Column-$I$ (Reactants)	Column-$II$ (Products)
$(A)$ $p$-Nitrochlorobenzene $\xrightarrow[(ii) H^+]{(i) NaOH, 443 \ K}$	$(i)$ Phenol
$(B)$ Chlorobenzene $\xrightarrow[(ii) H^+]{(i) NaOH, 623 \ K, 300 \ atm}$	$(ii)$ $2,4,6$-Trinitrophenol
$(C)$ $2,4$-Dinitrochlorobenzene $\xrightarrow[(ii) H^+]{(i) NaOH, 368 \ K}$	$(iii)$ $2,4$-Dinitrophenol
$(D)$ $2,4,6$-Trinitrochlorobenzene $\xrightarrow{Warm \ H_2O}$	$(iv)$ $p$-Nitrophenol

(A-IV, B-I, C-III, D-II) The reaction of haloarenes with nucleophiles depends on the presence of electron-withdrawing groups (like $-NO_2$) on the benzene ring. These groups activate the ring towards nucleophilic substitution.

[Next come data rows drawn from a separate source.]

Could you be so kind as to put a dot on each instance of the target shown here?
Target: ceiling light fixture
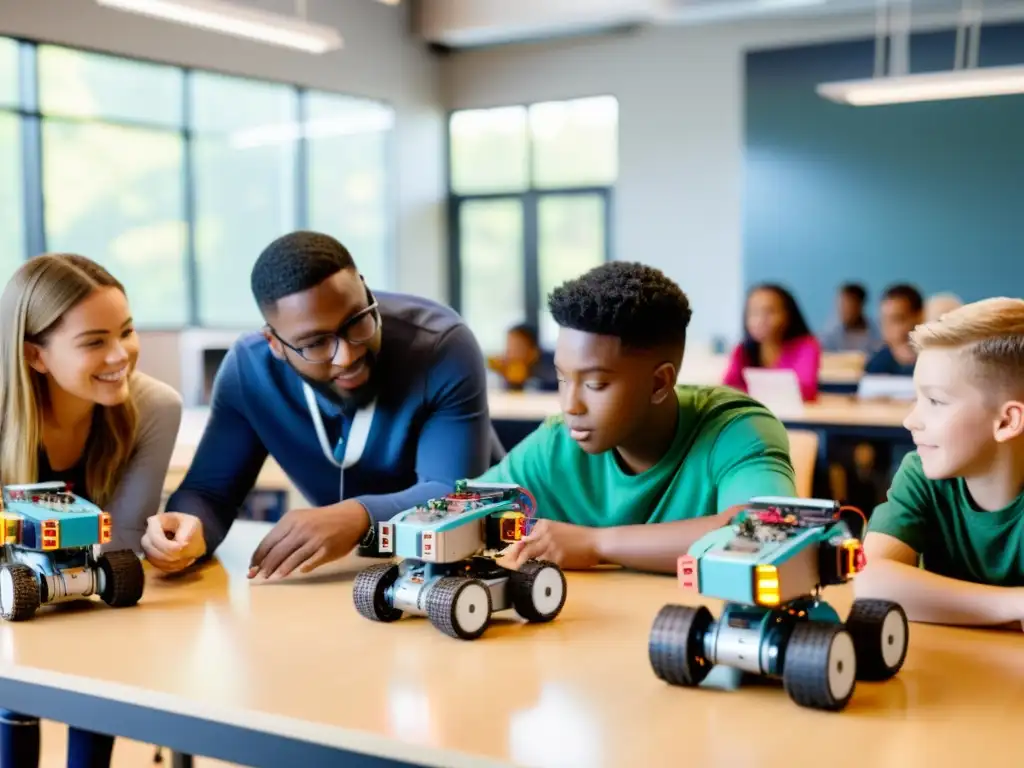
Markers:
(985, 81)
(232, 18)
(894, 84)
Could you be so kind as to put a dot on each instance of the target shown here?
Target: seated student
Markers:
(948, 543)
(75, 410)
(371, 402)
(853, 332)
(631, 448)
(776, 336)
(524, 365)
(902, 308)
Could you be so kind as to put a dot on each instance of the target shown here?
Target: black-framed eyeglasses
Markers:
(358, 329)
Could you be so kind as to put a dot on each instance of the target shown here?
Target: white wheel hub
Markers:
(471, 608)
(842, 666)
(6, 590)
(547, 591)
(893, 638)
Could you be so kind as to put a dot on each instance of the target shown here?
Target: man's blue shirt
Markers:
(430, 427)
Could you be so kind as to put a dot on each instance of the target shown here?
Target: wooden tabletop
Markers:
(828, 409)
(295, 657)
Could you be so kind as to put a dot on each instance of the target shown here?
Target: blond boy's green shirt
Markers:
(727, 448)
(954, 538)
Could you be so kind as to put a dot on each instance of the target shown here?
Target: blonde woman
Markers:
(74, 409)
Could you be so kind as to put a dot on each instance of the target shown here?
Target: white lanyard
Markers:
(355, 442)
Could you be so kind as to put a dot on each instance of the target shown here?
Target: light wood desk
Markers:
(289, 675)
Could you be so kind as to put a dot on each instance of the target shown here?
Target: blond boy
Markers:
(948, 543)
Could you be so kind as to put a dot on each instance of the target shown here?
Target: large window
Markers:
(530, 201)
(112, 150)
(244, 173)
(8, 73)
(175, 179)
(11, 209)
(347, 168)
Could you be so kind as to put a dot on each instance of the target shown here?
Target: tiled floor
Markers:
(126, 754)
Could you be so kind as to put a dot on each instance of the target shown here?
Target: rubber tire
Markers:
(676, 644)
(441, 602)
(370, 592)
(124, 579)
(865, 625)
(26, 591)
(521, 588)
(808, 664)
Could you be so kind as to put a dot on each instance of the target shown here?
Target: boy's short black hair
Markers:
(855, 290)
(296, 262)
(634, 302)
(907, 292)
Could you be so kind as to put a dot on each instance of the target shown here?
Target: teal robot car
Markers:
(769, 566)
(51, 552)
(450, 567)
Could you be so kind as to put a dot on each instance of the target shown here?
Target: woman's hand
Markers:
(173, 541)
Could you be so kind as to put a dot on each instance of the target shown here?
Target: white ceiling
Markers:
(473, 23)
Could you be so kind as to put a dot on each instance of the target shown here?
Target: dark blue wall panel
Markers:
(931, 194)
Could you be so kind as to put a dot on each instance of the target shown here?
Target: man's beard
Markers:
(349, 399)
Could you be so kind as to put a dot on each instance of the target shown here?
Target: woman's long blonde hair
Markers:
(32, 307)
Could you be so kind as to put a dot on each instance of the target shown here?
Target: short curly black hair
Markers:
(296, 262)
(635, 302)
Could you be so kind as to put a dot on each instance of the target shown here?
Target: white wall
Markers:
(381, 59)
(679, 199)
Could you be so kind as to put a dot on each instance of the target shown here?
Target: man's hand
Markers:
(304, 539)
(173, 541)
(569, 547)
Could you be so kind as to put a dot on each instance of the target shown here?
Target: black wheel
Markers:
(538, 590)
(124, 579)
(370, 592)
(881, 633)
(18, 592)
(676, 647)
(460, 607)
(819, 668)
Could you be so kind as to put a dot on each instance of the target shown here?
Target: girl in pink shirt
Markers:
(776, 336)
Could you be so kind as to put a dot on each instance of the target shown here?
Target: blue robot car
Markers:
(50, 554)
(451, 570)
(769, 566)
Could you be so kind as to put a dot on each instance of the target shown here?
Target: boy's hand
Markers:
(173, 541)
(569, 547)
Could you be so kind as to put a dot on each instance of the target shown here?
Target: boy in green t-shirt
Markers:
(948, 543)
(632, 448)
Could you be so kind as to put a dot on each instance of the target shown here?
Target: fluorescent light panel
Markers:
(231, 18)
(973, 83)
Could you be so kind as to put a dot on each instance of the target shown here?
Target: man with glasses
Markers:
(371, 403)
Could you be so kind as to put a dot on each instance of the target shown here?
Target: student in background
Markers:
(776, 337)
(948, 543)
(853, 332)
(630, 446)
(524, 365)
(75, 410)
(902, 309)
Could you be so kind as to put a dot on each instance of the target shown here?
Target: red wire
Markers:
(853, 509)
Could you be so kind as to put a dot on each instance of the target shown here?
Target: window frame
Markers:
(529, 199)
(31, 117)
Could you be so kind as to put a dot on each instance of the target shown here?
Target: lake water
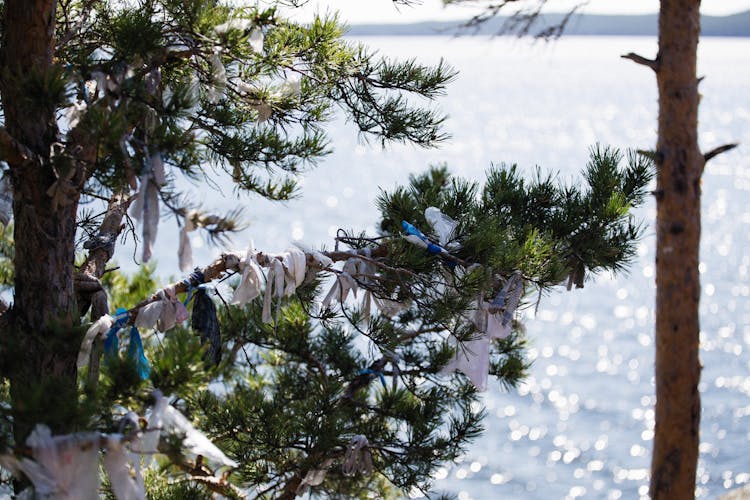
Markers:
(582, 424)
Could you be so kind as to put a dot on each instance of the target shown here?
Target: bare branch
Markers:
(651, 63)
(717, 151)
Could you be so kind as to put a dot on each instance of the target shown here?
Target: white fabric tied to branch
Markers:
(314, 477)
(345, 283)
(171, 421)
(97, 328)
(357, 457)
(274, 286)
(185, 250)
(443, 226)
(146, 206)
(64, 467)
(173, 312)
(286, 271)
(251, 280)
(164, 313)
(218, 77)
(123, 468)
(494, 321)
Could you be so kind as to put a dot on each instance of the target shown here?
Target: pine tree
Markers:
(350, 371)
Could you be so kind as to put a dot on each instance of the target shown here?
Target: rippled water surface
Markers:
(582, 424)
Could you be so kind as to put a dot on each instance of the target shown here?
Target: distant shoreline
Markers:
(737, 25)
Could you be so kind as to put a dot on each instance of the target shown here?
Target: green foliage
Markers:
(237, 91)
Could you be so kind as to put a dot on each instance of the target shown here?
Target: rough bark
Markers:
(678, 228)
(40, 342)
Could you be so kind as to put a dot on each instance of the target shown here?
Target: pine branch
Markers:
(12, 151)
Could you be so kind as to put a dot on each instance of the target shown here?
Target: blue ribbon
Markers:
(111, 342)
(135, 351)
(373, 374)
(431, 247)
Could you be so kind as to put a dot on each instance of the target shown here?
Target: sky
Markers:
(384, 11)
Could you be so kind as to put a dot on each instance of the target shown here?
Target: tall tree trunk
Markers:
(41, 340)
(678, 228)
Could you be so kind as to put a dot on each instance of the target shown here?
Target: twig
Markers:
(717, 151)
(651, 63)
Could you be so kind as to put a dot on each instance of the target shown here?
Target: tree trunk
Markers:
(678, 227)
(42, 338)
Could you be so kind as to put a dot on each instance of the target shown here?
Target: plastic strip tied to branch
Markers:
(494, 321)
(171, 421)
(357, 457)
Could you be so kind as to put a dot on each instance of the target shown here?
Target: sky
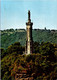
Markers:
(14, 14)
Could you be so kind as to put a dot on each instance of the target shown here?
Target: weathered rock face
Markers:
(29, 39)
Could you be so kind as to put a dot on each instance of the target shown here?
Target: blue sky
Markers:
(14, 13)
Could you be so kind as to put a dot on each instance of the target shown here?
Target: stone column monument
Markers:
(29, 39)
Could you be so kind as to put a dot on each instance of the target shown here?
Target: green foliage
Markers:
(43, 63)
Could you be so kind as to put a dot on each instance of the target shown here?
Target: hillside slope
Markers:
(10, 36)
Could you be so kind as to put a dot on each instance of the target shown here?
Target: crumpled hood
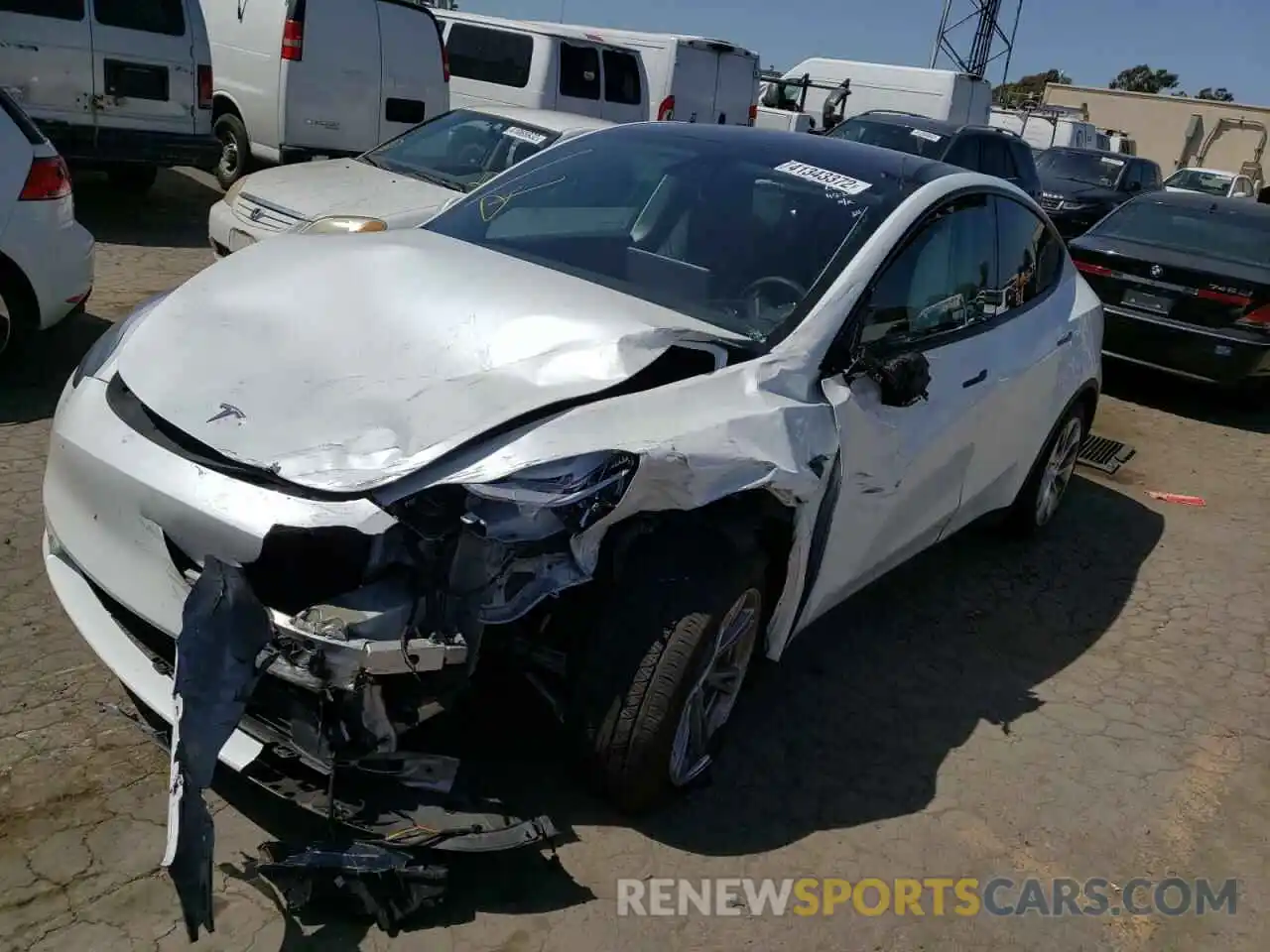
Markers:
(345, 186)
(356, 359)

$(A)$ $p$-Nitrochlorobenzene reacts with $NaOH$ at $443 \ K$ to give $p$-nitrophenol. Thus,$(A \rightarrow iv)$.
$(B)$ Chlorobenzene is least reactive and requires harsh conditions $(623 \ K, 300 \ atm)$ to form phenol. Thus,$(B \rightarrow i)$.
$(C)$ $2,4$-Dinitrochlorobenzene is more reactive than $p$-nitrochlorobenzene and reacts at $368 \ K$ to give $2,4$-dinitrophenol. Thus,$(C \rightarrow iii)$.
$(D)$ $2,4,6$-Trinitrochlorobenzene is highly reactive and can be hydrolyzed by warm water to give $2,4,6$-trinitrophenol (picric acid). Thus,$(D \rightarrow ii)$.
The correct matching is: $(A$ $\rightarrow iv, B$ $\rightarrow i, C$ $\rightarrow iii, D$ $\rightarrow ii)$.